Papers.—1. “Probable Discovery of the Physical Causation of Gravitation,” by T. Wakelin, B.A.
The following is a summary of the conclusions arrived at in the paper:—
That physical-science philosophers believe that gravitation must be caused by the action of some physical agent.
That no material agent can act directly on every particle of a very-large body.
That probably some physical agent acts on the outside of the Sun, and of Jupiter, producing the motion of certain spots.
That the physical agent would act more strongly on the side of the earth furthest from the Sun, to deflect the earth in its course, than it does on the nearer side.
That this force acts more strongly at or near the centre of the earth's shadow; the part of the earth under a vertical sun having the force of gravity weaker than the average.
That the clocks at the surface of the earth at the places indicated should be affected accordingly.
That this variation in the force of gravity is about coincident with the average day and night and seasonal temperature, taking the variation in the force of gravity due to latitude into account.
That the temperature of the clocks generally is the same as the day and night and seasonal temperature.
That mercurial or other compensation is such as to make the clock go faster in summer and slower in winter than the proper rate.

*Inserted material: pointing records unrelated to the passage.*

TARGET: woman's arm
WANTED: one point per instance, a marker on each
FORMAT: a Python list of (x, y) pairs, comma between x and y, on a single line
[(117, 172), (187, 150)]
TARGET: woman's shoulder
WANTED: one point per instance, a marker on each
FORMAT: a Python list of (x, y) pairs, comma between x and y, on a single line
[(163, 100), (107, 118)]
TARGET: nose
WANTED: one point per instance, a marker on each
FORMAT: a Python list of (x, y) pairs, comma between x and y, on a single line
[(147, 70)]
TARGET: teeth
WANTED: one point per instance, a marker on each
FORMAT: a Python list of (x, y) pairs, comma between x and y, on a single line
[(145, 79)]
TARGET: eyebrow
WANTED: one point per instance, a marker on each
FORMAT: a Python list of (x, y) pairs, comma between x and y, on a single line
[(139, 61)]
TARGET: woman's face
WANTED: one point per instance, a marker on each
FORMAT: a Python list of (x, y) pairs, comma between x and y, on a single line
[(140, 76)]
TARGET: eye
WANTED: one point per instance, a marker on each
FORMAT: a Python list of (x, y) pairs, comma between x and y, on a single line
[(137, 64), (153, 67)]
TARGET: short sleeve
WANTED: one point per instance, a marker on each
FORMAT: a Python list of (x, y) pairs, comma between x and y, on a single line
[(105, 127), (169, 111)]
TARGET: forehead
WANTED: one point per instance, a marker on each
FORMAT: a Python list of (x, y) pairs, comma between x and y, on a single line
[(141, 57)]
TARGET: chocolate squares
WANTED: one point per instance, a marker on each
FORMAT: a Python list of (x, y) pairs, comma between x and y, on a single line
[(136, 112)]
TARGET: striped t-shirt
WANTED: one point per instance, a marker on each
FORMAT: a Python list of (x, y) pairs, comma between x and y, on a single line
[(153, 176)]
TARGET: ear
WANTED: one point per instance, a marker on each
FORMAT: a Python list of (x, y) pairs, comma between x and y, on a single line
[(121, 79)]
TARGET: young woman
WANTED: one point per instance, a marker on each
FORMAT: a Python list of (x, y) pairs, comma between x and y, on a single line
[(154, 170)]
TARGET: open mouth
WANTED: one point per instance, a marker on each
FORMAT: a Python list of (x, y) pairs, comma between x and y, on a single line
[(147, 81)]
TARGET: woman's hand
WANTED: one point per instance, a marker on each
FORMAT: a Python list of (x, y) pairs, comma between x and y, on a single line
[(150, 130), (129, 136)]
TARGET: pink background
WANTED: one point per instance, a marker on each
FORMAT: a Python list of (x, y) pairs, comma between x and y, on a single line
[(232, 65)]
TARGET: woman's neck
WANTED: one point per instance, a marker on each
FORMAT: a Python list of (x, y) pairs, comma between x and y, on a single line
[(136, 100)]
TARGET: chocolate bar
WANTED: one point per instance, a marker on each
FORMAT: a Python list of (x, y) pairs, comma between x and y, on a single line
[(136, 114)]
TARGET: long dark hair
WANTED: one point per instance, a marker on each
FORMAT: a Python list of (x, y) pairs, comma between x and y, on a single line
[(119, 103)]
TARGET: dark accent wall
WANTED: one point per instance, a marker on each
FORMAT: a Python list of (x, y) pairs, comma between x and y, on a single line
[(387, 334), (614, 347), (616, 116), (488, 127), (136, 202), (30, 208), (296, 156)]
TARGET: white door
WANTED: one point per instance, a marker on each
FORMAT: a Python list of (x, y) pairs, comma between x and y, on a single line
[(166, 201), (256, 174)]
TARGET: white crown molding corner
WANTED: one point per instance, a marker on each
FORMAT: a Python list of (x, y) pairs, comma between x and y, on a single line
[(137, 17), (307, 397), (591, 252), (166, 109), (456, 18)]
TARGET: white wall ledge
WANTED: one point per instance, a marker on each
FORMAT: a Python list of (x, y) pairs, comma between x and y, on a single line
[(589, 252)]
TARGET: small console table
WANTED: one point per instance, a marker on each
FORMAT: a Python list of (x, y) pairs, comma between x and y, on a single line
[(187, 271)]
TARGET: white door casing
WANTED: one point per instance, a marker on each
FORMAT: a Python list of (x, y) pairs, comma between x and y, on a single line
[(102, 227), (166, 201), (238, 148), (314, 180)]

That when regulating a clock for variations of temperature, the compensation may really compensate for day and night and seasonal variations in the force of gravity, coincident with the changes in position of the
centre of the earth's shadow, as well as for day and night and seasonal variations in temperature.
That if compensation is made for a variation in the force of gravity, as well as for a variation in temperature, the quantity of mercury actually found necessary should be greater than the amount found sufficient by calculation to compensate for variation of temperature alone.
It is pointed out that the valuation of evidence is sometimes a matter of great difficulty; but it is hoped that the evidence afforded by the facts brought out by the regulation of the Melbourne Observatory clock will be considered clear.
The Astronomer Royal of Victoria, and Assistant Astronomer, kindly furnished the following information. The temperature of the clock is obtained by maximum and minimum thermometers in or on the clock.:—
The best authority on clocks then, Sir E. Beckett, (Encyclo. Brit., Art. “Clocks,”) says that “a jar 2 inches in diameter requires the jar to be filled with mercury to a height of 6.8 inches.” The Director of the Observatory found that 8½ inches was not sufficient to compensate for variation of temperature. The rate, however—a slightly losing one in summer, and a gaining one in winter-seems practically perfect.
In removing from the latitude of London to that of Melbourne less mercury should be required.
The paper concludes as follows:—
“The foregoing shows that the astronomical clock at the Melbourne Observatory has a quantity of mercury in excess of what is required to compensate for changes of length of pendulum due to changes of temperature, and that such excess probably compensates for variations in the force of gravity. If the jar had been filled to a height of 6.8 inches with mercury—the proper quantity to compensate for variations of temperature—then the Melbourne clock would have been too slow in summer and too fast in winter, this showing that the force acting on the pendulum—the force of gravity—would be stronger in winter than in summer.
“If the force of gravity is found to vary with the time of the year and the time of day, then it is shown that the force of gravity is the action of some physical agent.
“The facts and reasoning go to prove that such is the case. Thus is it shown that the physical causation of gravitation is probably, discovered.”